Soldiers in bulky vests leaped one after another from the launches and rowboats. They all wore the same unwieldy vests, carried full gear, and held their rifles high as they waded awkwardly through the waist-deep water. When a wave came crashing in, several men would be knocked down, floating helplessly and flailing about. At those moments, sailors in rescue boats alongside would hurry to fish them out and remove the blue ribbons from their arms—they'd "drowned."
"Move! Get to shore!" Huang Ande steadied himself against the current while encouraging the soldiers. He kept his eye on the colored smoke signals on shore—set up by the Marine assault team twenty minutes earlier to mark landing zones. Each company had its designated beach sector; the Grenadier Company of the 4th Infantry Battalion's sector was designated "Yellow-1 Beach."
From the boats behind came the crisp crack of rifle fire. On the beach, several clay pots on a row of wooden frames shattered—the Light Infantry Company in the trailing boats was providing covering fire.

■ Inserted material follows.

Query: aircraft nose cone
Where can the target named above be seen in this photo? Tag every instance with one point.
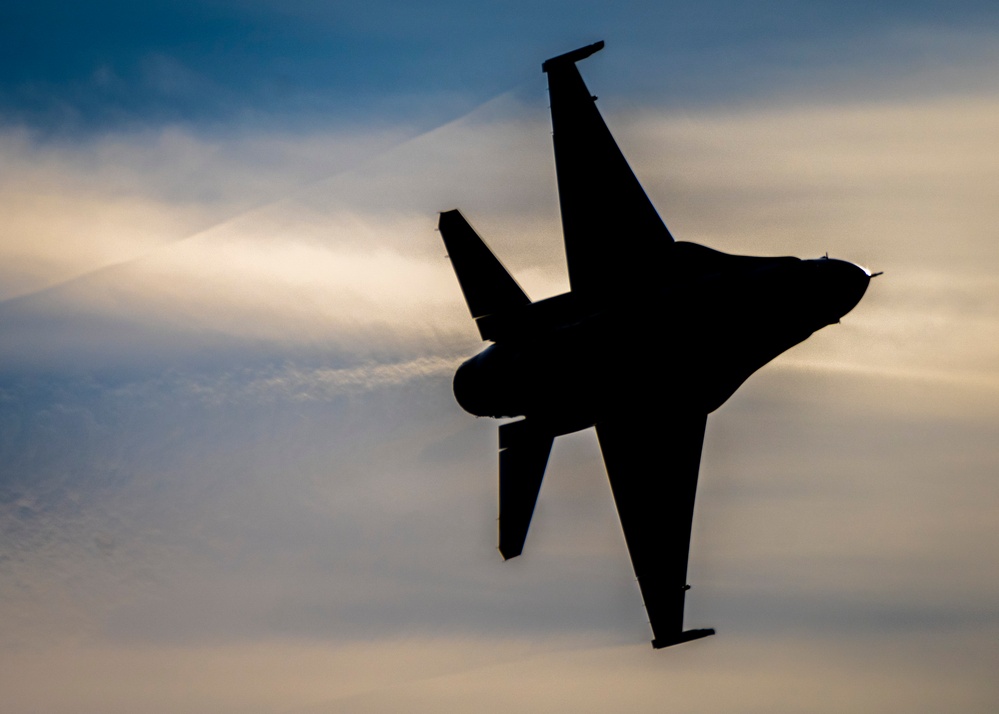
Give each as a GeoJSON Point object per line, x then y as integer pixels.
{"type": "Point", "coordinates": [845, 284]}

"Don't shoot wide!" he muttered under his breath. Having people fire guns behind your back—no matter how good their marksmanship—always made your neck prickle.
A few minutes later, the Light Infantry Company under Huang Ande's command had reached the sand at Baitu Village and begun their assault. A new-model artillery piece was pushed onto the beach; the gunners worked with practiced speed—loading, firing. Shell after shell exploded around a sandbag emplacement serving as a "gun position" on the hillside.

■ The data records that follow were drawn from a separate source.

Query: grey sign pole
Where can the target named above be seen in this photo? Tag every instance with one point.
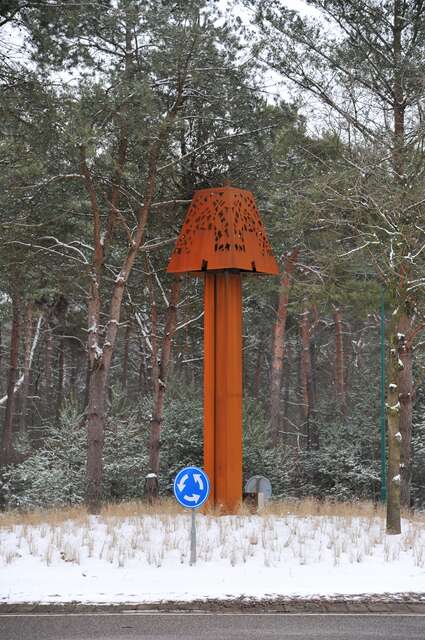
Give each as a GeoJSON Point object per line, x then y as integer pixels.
{"type": "Point", "coordinates": [193, 539]}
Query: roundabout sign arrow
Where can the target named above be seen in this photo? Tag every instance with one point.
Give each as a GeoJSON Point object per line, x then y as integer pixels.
{"type": "Point", "coordinates": [191, 487]}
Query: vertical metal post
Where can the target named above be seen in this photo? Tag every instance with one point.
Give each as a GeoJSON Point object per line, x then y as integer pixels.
{"type": "Point", "coordinates": [223, 388]}
{"type": "Point", "coordinates": [193, 539]}
{"type": "Point", "coordinates": [382, 413]}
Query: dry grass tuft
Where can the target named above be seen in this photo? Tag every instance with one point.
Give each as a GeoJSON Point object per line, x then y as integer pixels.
{"type": "Point", "coordinates": [166, 507]}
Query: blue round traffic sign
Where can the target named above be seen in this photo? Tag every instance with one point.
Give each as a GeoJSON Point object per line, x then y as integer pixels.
{"type": "Point", "coordinates": [191, 487]}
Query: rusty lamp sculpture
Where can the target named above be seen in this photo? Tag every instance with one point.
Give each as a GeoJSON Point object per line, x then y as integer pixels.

The combat engineers attached to the Grenadier Company quickly laid crossing planks over the trenches and blew apart the abatis. The grenadiers broke through the obstacles, raised their ladders, and scaled the walls within minutes. Then came a volley of grenades, blasting open a breach.

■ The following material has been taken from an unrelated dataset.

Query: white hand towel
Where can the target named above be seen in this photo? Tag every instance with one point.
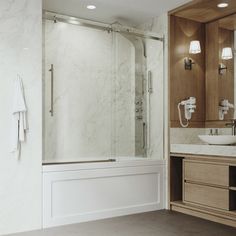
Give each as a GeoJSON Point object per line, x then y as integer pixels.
{"type": "Point", "coordinates": [19, 113]}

Ten minutes later, a signal rocket indicating the beachhead had been secured rose from the battered fort.
"Beach assault ran five minutes behind schedule." Fu Sansi, the training supervisor, stood on the bridge of the newly completed Type-901 gunboat Chidian and checked his watch.
Zhu Mingxia lowered his binoculars. "Looks like the amphibious training isn't sufficient yet. Their movement in the water was too slow."
You Laohu, an infantry battalion commander observing the exercise, said, "The life vests are too bulky. I'd say don't wear them at all. They delayed getting ashore and hindered movement afterward. The soldiers' actions weren't aggressive enough."
"Without life vests, unless you're using landing craft for direct beach assault, you'd have a lot of drownings," Li Di shook his head. "At worst, they can strip them off the moment they're ashore." He continued, "Honestly, I don't see much point in these opposed-landing drills. In this timeline, there simply aren't any enemy forces capable of conducting anti-landing operations."
"Better to cover all bases," said Zhu Mingxia. "War changes in countless ways. We can't make our calculations too precise. This is taking responsibility for our soldiers' lives."
The group debated various details of the beach assault. As "advisor" and commander of the Special Reconnaissance unit, Xue Ziliang hadn't spoken. Today, a squad from Special Reconnaissance Command had participated in the exercise, serving as advance guides and target designators for the landing force. The boys had performed well—there was a hint of the Marine Corps Force Recon about them.
Baitu Village, emptied by the Lingao-zhong, had remained desolate ever since—used only as a backup harbor for the Naval Fisheries Squad. But today, it was enveloped in gunfire and explosions. Offshore, dozens of ships flying the Morning Star flag and the Navy ensign lay at anchor. Single-masted patrol craft, large, medium, and small motor launches, and rowboats shuttled back and forth around the larger vessels, ferrying personnel and supplies. Thick black smoke poured from stacks of all sizes into the sky.
This was the joint army-navy landing exercise codenamed "Penglai-1631." Its purpose was to test the combined-operations capability of the Northbound Detachment, the Navy Expeditionary Squadron, and the Joint Logistics Command—a warm-up for the imminent Operation Engine.